Eliezer’s Task. The Holy Spirit makes known to us what we receive from Jesus.

When Rebekah came out of the city to draw water for her family, she saw Eliezer by the well with his camels. She gave water to Eliezer and then to his camels because of the respect and compassion in her heart. When the camels had finished drinking, the man took out a gold nose ring… and two gold bracelets… then I put the ring in her nose and the bracelets on her arms (Genesis 24:22&47).

It was Eliezer’s task, not only to find a bride for Isaac, but to adorn her with his master’s jewels and to bring her safely across the desert to her waiting husband. – Isaac brought her into the tent of his mother Sarah (Genesis 24:67 – NIV).

A Nervous Husband. Isaac, waiting expectantly for the return of Eliezer with this unknown person who would be his wife, was undoubtedly nervous for many weeks. The inference of the story is that when Isaac saw Rebekah, he saw one like his own mother, yet young and beautiful. It is very likely that the jewels given to Rebekah by Eliezer had been worn by Sarah.

And I saw a woman clothed with the sun – put on the Lord Jesus Christ. – Sacrifice and offering I did not desire – I don’t want your money, that is, your performance, but your heart.

How does the Spirit make us beautiful for Jesus?

Looking for Faith. The first thing the Spirit looks for is willingness of heart. So they called Rebekah and asked her, “Will you go with this man?” “I will go,” she said.

The second thing is utter trust that the Spirit knows where He is taking us and how it is we win the heart of our Husband. Then Rebekah and her attendants got ready and mounted the camels and went back with the man (NIV).

But most of all, faith, Christ dwelling in our hearts through faith. So she became his wife, and he loved her; and Isaac was comforted… – Faith which energeoes through love. Here is the BIG question in the heart of our “nervous” Isaac, When the Son of Man comes, will He find faith in the earth?

Beauty, NOT Penance. Here is the Father’s instruction to the Holy Spirit. If the woman is unwilling to come back with you, then you will be released from this oath of mine. Only do not take my Son back there (Genesis 24:8 – NIV). What, exactly, does that mean?

So Christ having been given as a gift once to carry the sins of many, He will appear a second time without sin to those eagerly expecting Him inside salvation (Hebrews 9:28 - JSV). – One sacrifice for sins forever (Hebrews 10:12). The word does not say that we are “waiting for salvation”; it says we are waiting INSIDE salvation, inside the Holy Spirit.

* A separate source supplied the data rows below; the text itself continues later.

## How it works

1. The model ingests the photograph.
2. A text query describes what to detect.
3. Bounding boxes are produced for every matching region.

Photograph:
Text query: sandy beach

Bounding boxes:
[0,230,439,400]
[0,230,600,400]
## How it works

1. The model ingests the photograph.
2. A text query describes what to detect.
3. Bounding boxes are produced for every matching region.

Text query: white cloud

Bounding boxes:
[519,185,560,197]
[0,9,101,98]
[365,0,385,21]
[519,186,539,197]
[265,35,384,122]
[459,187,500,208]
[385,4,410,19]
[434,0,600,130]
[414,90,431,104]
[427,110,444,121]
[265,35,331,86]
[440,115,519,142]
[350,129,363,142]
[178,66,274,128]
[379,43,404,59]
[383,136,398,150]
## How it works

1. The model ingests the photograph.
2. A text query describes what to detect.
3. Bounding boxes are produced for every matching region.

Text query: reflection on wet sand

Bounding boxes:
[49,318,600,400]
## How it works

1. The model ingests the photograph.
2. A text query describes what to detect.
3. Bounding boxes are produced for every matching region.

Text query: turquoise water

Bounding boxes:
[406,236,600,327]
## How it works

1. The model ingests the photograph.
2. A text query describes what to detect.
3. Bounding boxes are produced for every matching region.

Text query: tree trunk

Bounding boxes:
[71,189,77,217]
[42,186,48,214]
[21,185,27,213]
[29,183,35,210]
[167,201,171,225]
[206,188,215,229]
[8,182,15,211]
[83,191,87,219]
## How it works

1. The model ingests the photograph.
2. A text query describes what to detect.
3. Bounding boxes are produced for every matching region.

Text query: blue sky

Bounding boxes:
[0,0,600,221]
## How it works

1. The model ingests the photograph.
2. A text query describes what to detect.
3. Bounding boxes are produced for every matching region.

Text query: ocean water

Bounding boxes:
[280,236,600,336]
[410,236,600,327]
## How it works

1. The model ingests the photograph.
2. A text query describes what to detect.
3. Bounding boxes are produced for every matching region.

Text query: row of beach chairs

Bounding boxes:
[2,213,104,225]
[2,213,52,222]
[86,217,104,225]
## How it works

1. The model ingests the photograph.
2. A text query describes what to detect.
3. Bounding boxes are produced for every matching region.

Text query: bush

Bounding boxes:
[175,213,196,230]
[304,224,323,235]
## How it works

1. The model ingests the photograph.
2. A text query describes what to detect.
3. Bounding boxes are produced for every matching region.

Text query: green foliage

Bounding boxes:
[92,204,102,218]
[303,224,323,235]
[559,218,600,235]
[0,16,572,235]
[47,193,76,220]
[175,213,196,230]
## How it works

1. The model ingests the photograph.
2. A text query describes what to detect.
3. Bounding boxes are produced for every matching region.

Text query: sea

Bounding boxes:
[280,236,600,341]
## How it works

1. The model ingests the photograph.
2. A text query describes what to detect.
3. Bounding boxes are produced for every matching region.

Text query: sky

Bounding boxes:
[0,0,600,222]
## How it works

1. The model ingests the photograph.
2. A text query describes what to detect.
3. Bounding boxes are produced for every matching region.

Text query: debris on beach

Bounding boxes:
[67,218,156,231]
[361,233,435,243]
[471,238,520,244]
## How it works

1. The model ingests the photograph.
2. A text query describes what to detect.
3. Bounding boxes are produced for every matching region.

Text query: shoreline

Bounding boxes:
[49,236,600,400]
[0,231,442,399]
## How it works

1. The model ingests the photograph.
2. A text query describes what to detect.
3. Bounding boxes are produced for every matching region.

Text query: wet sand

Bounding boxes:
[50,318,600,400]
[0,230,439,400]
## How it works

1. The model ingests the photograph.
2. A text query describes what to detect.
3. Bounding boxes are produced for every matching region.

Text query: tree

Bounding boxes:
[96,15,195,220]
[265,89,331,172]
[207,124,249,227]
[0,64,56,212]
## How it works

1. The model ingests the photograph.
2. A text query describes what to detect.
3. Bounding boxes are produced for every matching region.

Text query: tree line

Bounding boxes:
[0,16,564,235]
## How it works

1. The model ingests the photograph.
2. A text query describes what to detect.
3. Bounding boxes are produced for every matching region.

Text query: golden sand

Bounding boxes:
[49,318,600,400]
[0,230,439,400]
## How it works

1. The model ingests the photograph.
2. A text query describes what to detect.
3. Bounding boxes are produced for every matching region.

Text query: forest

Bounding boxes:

Preparation is for beauty, not penance.

The Spirit Makes Us Beautiful. This is one of the great crimes of Nicene Christianity, for they place penance upon the Church, when God says, “I have forgotten sin” (Hebrews 10:17-18). In essence, they are “bringing Jesus back” again and again, rather than preparing the Church in beauty by the Holy Spirit for the Heart of our Beloved.

The work of the Holy Spirit in the Church is not about “dealing with sin,” but rather, preparing us for Christ entering through our faith, that we might be beautiful to Him.

Our focus, however, is not on the love between Jesus and His Bride, but rather, on the work of the Holy Spirit in making us together beautiful and glorious, one with Jesus in all our interactions together.